I watched him strap on his harness and helmet, climb into the cockpit and,
minutes later, a black dot falls off the wing two thousand feet above our field. At
almost the same instant, a white streak behind him flowered out into the delicate
wavering muslin of a parachute-a few gossamer yards grasping onto air and
suspending below them, with invisible threads, a human life, and man who by stitches,
cloth, and cord, had made himself a god of the sky for those immortal moments.
A day or two later, when I decided that I too must pass through the experience of
a parachute jump, life rose to a higher level, to a sort of exhilarated calmness. The
thought of crawling out onto the struts and wires hundreds of feet above the earth, and
then giving up even that tenuous hold of safety and of substance, left me a feeling of
anticipation mixed with dread, of confidence restrained by caution, of courage salted
through with fear. How tightly should one hold onto life? How loosely give it rein?
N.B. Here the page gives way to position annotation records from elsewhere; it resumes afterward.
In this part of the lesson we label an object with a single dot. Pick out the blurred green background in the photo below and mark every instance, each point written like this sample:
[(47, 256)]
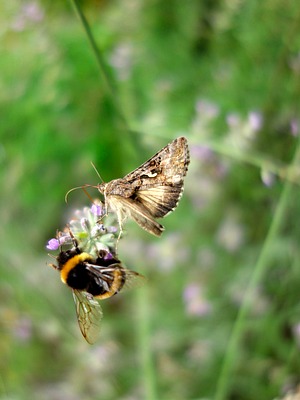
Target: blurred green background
[(219, 317)]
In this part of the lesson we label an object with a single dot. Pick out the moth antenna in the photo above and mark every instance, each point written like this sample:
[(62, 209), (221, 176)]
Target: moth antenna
[(97, 172), (78, 187)]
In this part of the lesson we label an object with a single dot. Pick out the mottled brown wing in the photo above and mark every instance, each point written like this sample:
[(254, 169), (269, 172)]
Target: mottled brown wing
[(161, 178), (89, 315), (126, 207), (168, 165)]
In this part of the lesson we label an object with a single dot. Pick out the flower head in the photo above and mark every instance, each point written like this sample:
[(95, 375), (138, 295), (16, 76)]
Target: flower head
[(90, 233)]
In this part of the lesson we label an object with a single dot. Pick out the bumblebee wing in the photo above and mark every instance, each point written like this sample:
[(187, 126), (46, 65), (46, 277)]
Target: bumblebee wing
[(133, 279), (89, 315)]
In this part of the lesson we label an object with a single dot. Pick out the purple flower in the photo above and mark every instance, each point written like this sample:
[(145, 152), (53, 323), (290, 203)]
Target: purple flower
[(232, 120), (294, 125), (255, 120), (53, 244), (97, 209)]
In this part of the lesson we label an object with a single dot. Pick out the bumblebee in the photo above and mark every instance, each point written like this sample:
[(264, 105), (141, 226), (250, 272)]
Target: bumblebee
[(93, 277)]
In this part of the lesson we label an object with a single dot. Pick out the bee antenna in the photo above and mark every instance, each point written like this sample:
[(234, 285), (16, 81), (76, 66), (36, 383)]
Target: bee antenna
[(97, 172)]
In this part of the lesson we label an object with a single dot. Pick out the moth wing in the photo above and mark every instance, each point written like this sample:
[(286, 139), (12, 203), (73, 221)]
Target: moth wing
[(168, 164), (160, 200), (127, 207), (89, 315)]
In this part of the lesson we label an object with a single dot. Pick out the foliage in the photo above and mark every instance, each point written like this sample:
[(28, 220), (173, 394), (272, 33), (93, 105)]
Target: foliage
[(219, 317)]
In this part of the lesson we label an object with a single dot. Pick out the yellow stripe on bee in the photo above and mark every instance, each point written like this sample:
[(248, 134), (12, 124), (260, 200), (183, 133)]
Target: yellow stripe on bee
[(70, 264), (116, 286)]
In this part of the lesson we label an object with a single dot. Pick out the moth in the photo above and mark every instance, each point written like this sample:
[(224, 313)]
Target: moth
[(152, 190)]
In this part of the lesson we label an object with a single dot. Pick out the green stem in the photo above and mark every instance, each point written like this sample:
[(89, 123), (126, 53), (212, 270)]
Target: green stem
[(143, 325), (223, 384), (104, 72)]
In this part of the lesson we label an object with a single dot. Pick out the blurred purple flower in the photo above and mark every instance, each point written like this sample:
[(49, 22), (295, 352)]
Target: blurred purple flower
[(201, 152), (294, 125), (33, 12), (195, 302), (255, 120), (53, 244), (267, 177), (296, 331), (30, 12), (23, 329), (233, 120), (97, 209), (121, 60), (207, 109)]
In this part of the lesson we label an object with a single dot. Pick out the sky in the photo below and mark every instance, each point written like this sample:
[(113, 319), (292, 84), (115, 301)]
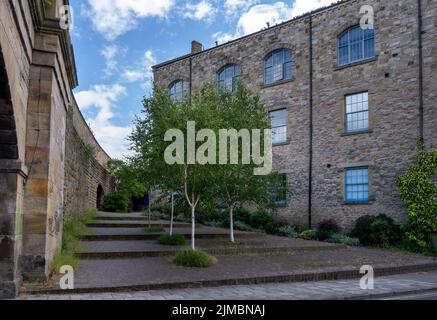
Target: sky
[(116, 42)]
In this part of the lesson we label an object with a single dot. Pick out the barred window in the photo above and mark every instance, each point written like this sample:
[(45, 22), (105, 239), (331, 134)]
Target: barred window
[(228, 77), (279, 126), (357, 112), (178, 90), (356, 44), (278, 66), (357, 185)]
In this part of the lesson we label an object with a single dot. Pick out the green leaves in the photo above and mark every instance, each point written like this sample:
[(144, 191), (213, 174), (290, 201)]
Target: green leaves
[(418, 191)]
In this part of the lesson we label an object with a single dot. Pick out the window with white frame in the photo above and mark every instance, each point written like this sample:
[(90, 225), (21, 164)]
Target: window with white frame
[(356, 184), (357, 112), (178, 90), (278, 120), (228, 77), (278, 66)]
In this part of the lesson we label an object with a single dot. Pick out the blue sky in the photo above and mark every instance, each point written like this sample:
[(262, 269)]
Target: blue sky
[(117, 41)]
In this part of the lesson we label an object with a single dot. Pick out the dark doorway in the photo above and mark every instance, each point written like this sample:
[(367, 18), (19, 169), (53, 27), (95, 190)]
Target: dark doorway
[(100, 196)]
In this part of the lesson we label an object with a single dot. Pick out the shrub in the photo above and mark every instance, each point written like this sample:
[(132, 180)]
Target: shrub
[(193, 259), (116, 202), (174, 240), (326, 229), (418, 191), (244, 227), (260, 219), (309, 235), (343, 239), (377, 231), (287, 231), (154, 229)]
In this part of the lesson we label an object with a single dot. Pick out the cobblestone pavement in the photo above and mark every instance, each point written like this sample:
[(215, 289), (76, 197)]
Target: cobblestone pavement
[(341, 289)]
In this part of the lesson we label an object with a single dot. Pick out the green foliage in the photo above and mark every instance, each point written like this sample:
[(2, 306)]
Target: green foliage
[(127, 177), (377, 231), (174, 240), (343, 239), (418, 191), (326, 228), (193, 259), (308, 235), (116, 202), (154, 229), (287, 231)]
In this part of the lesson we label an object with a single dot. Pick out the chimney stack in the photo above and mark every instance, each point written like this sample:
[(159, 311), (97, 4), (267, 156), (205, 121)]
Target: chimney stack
[(196, 47)]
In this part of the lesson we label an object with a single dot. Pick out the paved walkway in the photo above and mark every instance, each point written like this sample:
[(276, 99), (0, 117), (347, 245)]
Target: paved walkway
[(324, 290)]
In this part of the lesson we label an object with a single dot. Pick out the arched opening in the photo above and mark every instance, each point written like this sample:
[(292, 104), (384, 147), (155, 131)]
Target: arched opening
[(8, 136), (100, 196)]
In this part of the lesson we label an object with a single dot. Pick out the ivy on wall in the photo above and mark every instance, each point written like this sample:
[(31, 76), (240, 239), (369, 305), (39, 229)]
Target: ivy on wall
[(418, 190)]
What gain was there for such a risk? I would have to pay in money for hurling my body
into space. There would be no crowd to watch and applaud my landing. Nor was there
any scientific objective to be gained. No, there was deeper reason for wanting to jump, a
desire I could not explain. It was that quality that led me into aviation in the first place -
it was a love of the air and sky and flying, the lure of adventure, the appreciation of
beauty. It lay beyond the descriptive words of man-where immortality is touched
through danger, where life meets death on equal plane, where man is more than man, and
existence both supreme and valueless at the same instant.